La contre attaque européenne
Le président de la Commission européenne, Jean-Claude Juncker, a mandaté la commissaire à la concurrence, Margrethe Vestager, pour mettre en œuvre une commission sur les taxes du nom de Taxe 2, où l’on retrouve Alain Lamassoure, Michael Theurer et JeppeKofod. Cette commission a été mise en place suite à la demande de plusieurs pays demandant des indemnisations en raison de la fuite des résultats d’Apple vers l’Irlande. Dans ce pays, Apple était seulement assujettie à une imposition de 1 % en 2014 et de 0,05 % en 2015. Le 16 mars 2016, Apple est invitée par la commission à s’expliquer sur les mouvements de ces flux financiers. La commission spéciale sur la Taxe 2 fait accepter par la Commission européenne leurs recommandations en juillet 2016. Un mois plus tard, les avantages fiscaux dont a profité Apple sont estimés illégaux. Le 14 septembre, la commission débat aux plénières de l’amende demandée à Apple de 13 milliards de $.
Dans le dossier de la Deutsche Bank, la marge de manœuvre du pouvoir exécutif allemand est limitée par le calendrier électoral de la politique intérieure d’outre-Rhin. Au vu de la situation actuelle, marquée notamment par les retombées de la polémique autour de la question migratoire et l’affaiblissement de la CDU, Angela Merkel ne peut prendre le risque de s’exposer de manière trop voyante en apportant une aide financière à la Deutsche Bank. La seconde raison empêchant cette aide de Berlin porte sur les différentes leçons qu’Angela Merkel a faites à l’union bancaire européenne afin de restreindre les aides publiques pour refinancer les banques.
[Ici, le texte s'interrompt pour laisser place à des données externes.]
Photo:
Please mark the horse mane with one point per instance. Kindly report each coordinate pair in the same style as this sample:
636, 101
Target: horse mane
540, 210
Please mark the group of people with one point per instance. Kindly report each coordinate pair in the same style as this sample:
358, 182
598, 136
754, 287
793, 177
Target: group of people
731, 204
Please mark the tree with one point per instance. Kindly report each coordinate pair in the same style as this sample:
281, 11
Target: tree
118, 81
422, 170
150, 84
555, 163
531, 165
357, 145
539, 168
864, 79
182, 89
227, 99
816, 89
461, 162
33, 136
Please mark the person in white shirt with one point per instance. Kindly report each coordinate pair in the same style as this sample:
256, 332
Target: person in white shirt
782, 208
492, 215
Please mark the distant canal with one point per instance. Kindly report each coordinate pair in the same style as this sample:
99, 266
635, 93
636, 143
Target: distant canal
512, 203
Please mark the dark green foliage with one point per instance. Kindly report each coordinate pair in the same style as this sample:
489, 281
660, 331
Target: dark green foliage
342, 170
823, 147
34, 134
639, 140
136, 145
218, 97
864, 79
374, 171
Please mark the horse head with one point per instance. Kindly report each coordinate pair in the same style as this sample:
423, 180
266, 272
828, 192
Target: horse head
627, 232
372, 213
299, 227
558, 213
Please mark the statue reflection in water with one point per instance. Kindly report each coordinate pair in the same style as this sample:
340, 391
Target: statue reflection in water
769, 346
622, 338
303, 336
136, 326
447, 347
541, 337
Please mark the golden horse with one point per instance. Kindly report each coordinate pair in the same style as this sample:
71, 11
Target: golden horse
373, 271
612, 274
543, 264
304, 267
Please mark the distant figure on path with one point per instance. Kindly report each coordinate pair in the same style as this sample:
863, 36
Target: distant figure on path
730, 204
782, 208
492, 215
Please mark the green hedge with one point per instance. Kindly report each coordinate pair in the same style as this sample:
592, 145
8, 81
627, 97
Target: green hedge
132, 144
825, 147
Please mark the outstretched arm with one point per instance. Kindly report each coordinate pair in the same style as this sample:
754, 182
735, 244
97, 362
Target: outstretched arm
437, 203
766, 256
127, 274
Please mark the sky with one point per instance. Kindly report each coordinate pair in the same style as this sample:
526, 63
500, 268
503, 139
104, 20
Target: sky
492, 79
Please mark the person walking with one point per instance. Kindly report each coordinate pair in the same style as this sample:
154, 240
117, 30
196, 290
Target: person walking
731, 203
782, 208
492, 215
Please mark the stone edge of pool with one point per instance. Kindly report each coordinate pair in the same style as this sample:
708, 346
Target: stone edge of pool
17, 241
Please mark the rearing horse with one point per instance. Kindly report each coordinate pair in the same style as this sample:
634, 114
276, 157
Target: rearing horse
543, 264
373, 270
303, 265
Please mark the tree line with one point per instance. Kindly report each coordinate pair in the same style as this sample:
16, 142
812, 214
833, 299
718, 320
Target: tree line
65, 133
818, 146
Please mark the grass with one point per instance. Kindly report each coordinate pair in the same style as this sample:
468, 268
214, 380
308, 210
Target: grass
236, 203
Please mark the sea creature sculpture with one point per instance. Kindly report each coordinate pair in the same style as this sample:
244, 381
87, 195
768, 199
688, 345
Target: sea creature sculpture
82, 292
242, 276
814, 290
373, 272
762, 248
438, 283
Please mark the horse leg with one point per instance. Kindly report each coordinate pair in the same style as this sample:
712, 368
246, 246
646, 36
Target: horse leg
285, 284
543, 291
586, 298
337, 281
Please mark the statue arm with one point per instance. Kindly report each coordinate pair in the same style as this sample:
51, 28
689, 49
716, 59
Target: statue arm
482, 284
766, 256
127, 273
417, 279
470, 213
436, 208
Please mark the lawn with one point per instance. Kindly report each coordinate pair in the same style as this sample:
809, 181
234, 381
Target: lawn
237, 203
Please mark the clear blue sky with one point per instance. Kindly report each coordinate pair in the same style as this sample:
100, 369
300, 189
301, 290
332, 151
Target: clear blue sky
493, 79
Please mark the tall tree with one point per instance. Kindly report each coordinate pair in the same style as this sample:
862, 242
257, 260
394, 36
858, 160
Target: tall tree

L’Etat américain exploite sa stature de première puissance mondiale pour faire fléchir les autres institutions dans le monde. Cette nouvelle expression d’une volonté impériale se heurte à l’opposition de pays comme la Chine et la Russie ou l’Iran qui cherchent à limiter leurs dépendances à l’égard du dollar et à ne pas subir l’instrumentalisation du droit américain comme élément restrictif de leur propre politique de puissance. Les affaires Apple et Deutsch Bank apportent une dimension supplémentaire aux rivalités géoéconomiques du monde multipolaire qui prévaut aujourd’hui.